I don't have to see or explain any mistake that I do not make, but I will still be the one that has to deal with the emotional/physical fallout that comes from it. And I will be prohibited by professionalism to give more than comfort. You try that for 36-48 hours a week for 3 1/2 monthes that it takes a patient to die painfully - a death that the HC team tried to prevent. The MD involved spent 10 minutes a day, and had an office manager/med asst to "screen" his calls. The MD can walk away after a short discussion, we get to stay and deal with the pain of the loved ones.
And in most community hospitals, the nurse is the one that is at the bedside when the pt dies, not the MD. If family is not present, we will be the ones calling them and breaking the news of the death.....the MD will be home, asleep and warm in his bed away from the tears.
No, I take care of the family and the patient when they melt down over the next 8-12 hours, that the doc is away in his office, going home having dinner and going to bed to sleep. I am the one cleaning up the patient to make them presentable when they die....due to error. Or cleaning up the incontinence when a surgeon messes up, creates a a massive spinal infection - paralyzing the patient. I have to listen to them cry in pain and comfort them to the best of my ability, pain caused by negligence. I get to call the MD daily about the postop fever, only to have them order repeated blood cultures, urine cultures but refuse to culture the wound - for over 7 days - when his cover finally does, and it comes up positive....but to late for effective treatment.
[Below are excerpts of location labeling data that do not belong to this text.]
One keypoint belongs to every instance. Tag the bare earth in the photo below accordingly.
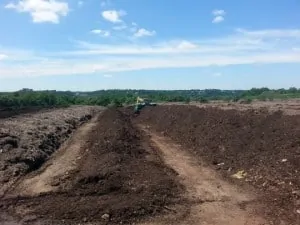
(213, 200)
(62, 163)
(117, 169)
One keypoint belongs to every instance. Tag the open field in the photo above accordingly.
(172, 164)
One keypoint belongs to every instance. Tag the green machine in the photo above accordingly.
(141, 103)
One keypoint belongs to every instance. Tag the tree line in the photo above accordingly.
(52, 98)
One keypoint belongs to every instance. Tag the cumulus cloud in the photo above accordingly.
(218, 15)
(218, 19)
(80, 3)
(41, 10)
(218, 12)
(113, 15)
(103, 33)
(217, 75)
(3, 56)
(121, 27)
(143, 32)
(86, 58)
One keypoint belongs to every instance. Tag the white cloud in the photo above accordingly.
(217, 74)
(218, 19)
(186, 45)
(218, 12)
(113, 15)
(3, 56)
(41, 10)
(143, 32)
(105, 3)
(103, 33)
(271, 33)
(121, 27)
(218, 15)
(235, 49)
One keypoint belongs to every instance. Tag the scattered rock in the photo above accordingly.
(240, 174)
(105, 216)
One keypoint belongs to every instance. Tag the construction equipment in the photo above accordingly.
(141, 103)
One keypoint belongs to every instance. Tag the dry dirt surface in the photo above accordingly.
(260, 148)
(169, 165)
(118, 178)
(288, 107)
(210, 199)
(27, 140)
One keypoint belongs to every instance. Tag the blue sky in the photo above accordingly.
(149, 44)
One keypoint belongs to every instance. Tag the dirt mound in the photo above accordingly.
(28, 140)
(266, 146)
(120, 179)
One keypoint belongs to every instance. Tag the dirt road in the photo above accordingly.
(213, 201)
(60, 165)
(117, 169)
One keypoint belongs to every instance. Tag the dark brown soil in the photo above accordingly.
(120, 175)
(266, 146)
(9, 112)
(28, 140)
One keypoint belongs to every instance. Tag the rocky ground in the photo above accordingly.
(259, 147)
(178, 163)
(27, 140)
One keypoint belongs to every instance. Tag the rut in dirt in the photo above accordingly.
(264, 145)
(211, 200)
(120, 178)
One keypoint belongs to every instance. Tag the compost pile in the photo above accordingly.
(119, 179)
(264, 147)
(27, 141)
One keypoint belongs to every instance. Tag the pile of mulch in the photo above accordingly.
(28, 140)
(121, 180)
(265, 145)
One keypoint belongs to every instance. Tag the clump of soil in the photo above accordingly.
(265, 145)
(120, 179)
(27, 141)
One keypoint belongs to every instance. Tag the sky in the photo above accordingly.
(149, 44)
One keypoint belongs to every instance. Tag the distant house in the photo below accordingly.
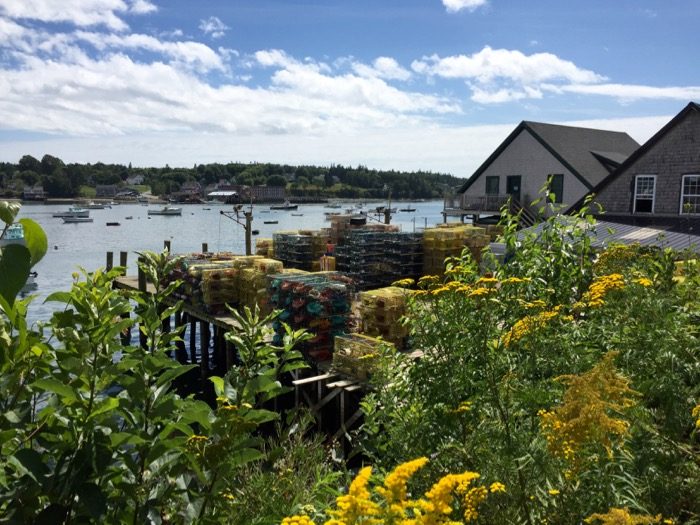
(659, 184)
(106, 191)
(34, 193)
(573, 159)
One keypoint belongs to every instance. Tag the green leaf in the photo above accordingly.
(8, 211)
(92, 497)
(218, 384)
(14, 268)
(35, 239)
(59, 297)
(58, 388)
(30, 462)
(104, 406)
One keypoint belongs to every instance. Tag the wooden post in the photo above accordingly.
(248, 232)
(143, 341)
(181, 351)
(193, 340)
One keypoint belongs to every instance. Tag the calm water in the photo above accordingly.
(86, 245)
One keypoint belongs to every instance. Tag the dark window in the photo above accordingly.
(492, 183)
(644, 187)
(556, 186)
(690, 195)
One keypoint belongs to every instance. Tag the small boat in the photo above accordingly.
(286, 206)
(96, 206)
(72, 220)
(14, 234)
(166, 210)
(73, 211)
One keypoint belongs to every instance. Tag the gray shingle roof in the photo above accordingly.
(577, 146)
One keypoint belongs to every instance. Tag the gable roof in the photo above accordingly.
(691, 107)
(585, 152)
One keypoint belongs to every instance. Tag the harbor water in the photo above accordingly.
(84, 245)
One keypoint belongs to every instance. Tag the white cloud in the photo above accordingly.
(631, 92)
(193, 53)
(453, 6)
(382, 67)
(501, 75)
(142, 7)
(213, 26)
(82, 13)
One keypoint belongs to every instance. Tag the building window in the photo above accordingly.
(492, 183)
(644, 186)
(690, 194)
(556, 186)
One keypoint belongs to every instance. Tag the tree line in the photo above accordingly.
(60, 179)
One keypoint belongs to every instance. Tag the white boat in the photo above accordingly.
(73, 211)
(286, 206)
(97, 206)
(14, 234)
(166, 210)
(71, 220)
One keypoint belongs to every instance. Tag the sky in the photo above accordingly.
(390, 84)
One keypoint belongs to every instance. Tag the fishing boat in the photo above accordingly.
(166, 210)
(73, 211)
(285, 206)
(74, 220)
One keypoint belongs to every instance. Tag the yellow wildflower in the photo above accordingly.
(394, 490)
(622, 516)
(497, 486)
(528, 324)
(479, 291)
(583, 417)
(601, 286)
(298, 520)
(696, 414)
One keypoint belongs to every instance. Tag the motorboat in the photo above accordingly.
(73, 211)
(75, 220)
(285, 206)
(166, 210)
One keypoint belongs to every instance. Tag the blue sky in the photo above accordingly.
(410, 84)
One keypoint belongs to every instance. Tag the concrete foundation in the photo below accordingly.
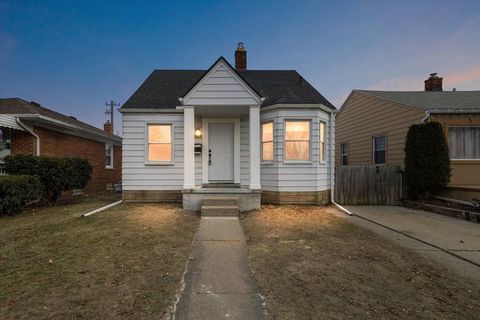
(247, 199)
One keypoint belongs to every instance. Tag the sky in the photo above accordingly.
(73, 56)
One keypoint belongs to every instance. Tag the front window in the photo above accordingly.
(344, 153)
(108, 156)
(322, 140)
(5, 142)
(464, 143)
(159, 143)
(267, 141)
(297, 140)
(379, 147)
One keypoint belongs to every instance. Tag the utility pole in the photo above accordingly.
(110, 111)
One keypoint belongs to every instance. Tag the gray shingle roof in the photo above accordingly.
(19, 106)
(162, 88)
(428, 100)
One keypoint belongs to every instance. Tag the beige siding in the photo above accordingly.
(363, 117)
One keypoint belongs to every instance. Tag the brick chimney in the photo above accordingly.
(240, 57)
(107, 127)
(433, 83)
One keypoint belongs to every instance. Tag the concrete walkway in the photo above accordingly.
(218, 282)
(452, 242)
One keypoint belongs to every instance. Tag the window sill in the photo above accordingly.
(152, 163)
(297, 162)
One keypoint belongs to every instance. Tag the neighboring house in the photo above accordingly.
(372, 128)
(28, 128)
(265, 132)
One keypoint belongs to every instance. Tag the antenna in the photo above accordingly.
(110, 111)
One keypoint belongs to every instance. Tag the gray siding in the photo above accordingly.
(283, 176)
(136, 175)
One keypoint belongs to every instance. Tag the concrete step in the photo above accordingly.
(219, 201)
(219, 211)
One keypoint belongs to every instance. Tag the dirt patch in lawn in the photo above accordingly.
(311, 264)
(124, 263)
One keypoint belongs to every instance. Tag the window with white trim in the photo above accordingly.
(159, 143)
(108, 156)
(344, 153)
(5, 142)
(297, 140)
(379, 148)
(322, 135)
(267, 141)
(464, 142)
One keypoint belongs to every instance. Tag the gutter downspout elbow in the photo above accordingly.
(30, 130)
(332, 167)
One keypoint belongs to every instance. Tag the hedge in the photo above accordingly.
(427, 162)
(57, 175)
(18, 191)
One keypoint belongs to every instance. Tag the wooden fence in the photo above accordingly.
(368, 185)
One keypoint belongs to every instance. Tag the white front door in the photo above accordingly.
(221, 146)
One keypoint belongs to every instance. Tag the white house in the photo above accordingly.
(258, 135)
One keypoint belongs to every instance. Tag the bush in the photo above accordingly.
(427, 162)
(18, 191)
(57, 175)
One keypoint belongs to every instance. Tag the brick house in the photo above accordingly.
(29, 128)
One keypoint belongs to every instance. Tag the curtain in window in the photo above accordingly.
(267, 141)
(297, 140)
(160, 142)
(464, 142)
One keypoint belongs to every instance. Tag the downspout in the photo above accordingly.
(332, 166)
(427, 115)
(24, 126)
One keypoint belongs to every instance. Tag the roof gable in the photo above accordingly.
(221, 85)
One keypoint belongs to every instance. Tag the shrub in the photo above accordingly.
(427, 162)
(18, 191)
(57, 175)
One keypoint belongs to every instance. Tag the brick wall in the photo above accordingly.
(58, 144)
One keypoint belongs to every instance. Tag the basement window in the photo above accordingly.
(464, 143)
(108, 156)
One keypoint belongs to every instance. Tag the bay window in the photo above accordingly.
(297, 140)
(159, 143)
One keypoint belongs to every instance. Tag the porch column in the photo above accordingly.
(255, 148)
(188, 147)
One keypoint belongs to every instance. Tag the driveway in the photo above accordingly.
(453, 242)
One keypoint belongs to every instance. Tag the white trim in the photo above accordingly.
(172, 138)
(310, 138)
(111, 156)
(236, 151)
(188, 147)
(220, 63)
(254, 135)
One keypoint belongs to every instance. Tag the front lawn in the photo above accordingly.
(311, 264)
(124, 263)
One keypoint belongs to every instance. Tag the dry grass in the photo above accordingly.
(311, 264)
(124, 263)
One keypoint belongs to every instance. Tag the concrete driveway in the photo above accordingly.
(453, 242)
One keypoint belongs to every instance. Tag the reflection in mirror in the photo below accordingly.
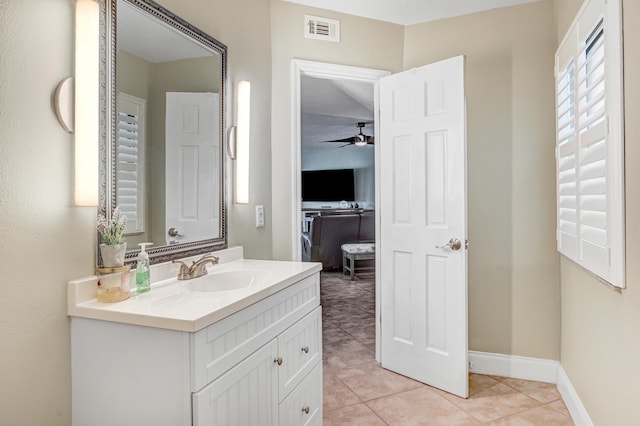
(163, 145)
And when the same thing happens again to another patient less than a year later, I get to hear him lie, and say "Nothing like this has ever occurred to my patients".
And when the doc refuses to settle, I am the one that has to rearrange my schedule, travel 500 miles back and forth several times, because I did and charted exactly what happened and when - despite it being clearly charted.
And for the poster that said I feel marginalized, try again. I don't think MDs are as important as they think they are, and need to get a grip on reality. I don't think ANY single health care professional (nurses included) is all that important. I do not seek approval or acceptance for that concept, but I consider ALL members of the health care team as important, some more important at some times, and less important at others. And my money, home and family for what it is, as important to me as yours is to you. My name in a databank is also as dark as prospect as it is to you. I may not make as many dollars as you will later in life, but they mean to me, exactly what yours are to you.
You don't work with your team, you will find yourself working alone. There are plenty of MDs in the community that no one good ever refers pts to, no one good will cover call for, and no one will go the extra mile for. A bad attitude will hurt you if you have a practice that involves living people. And there is a lot of bad attitude in this posts. If you consider anyone with a lesser education as "beneath you", that will come across to your patients, most of whom "are beneath you" in education.
I also accept that y'all are human and screw up, and it is our job to help prevent that, along with pharmacy, diagnostics, etc.
I deal with 33% expecting the nurse to do their work ("write" tylenol orders, resume home meds and make judgement calls, hold BP meds without issuing parameters or calling), 33% that want us to do exactly as orders say no matter what happens to the pt and then complain when their plan that the nurses didn't use their judgement, and 34% that want an actual health care team approach. You see similar on this BB. Now, if I was psychic, it might work barring that there are going to be problems.
As far as credibility here, I have more than enough IRL with the PTB, I really don't worry about it here. Real life will hit everyone here eventially, and posters will succeed or fail on what they have learned in life. I'm already there as are those that I work with, those that are still on the trip can use the knowledge as they see fit.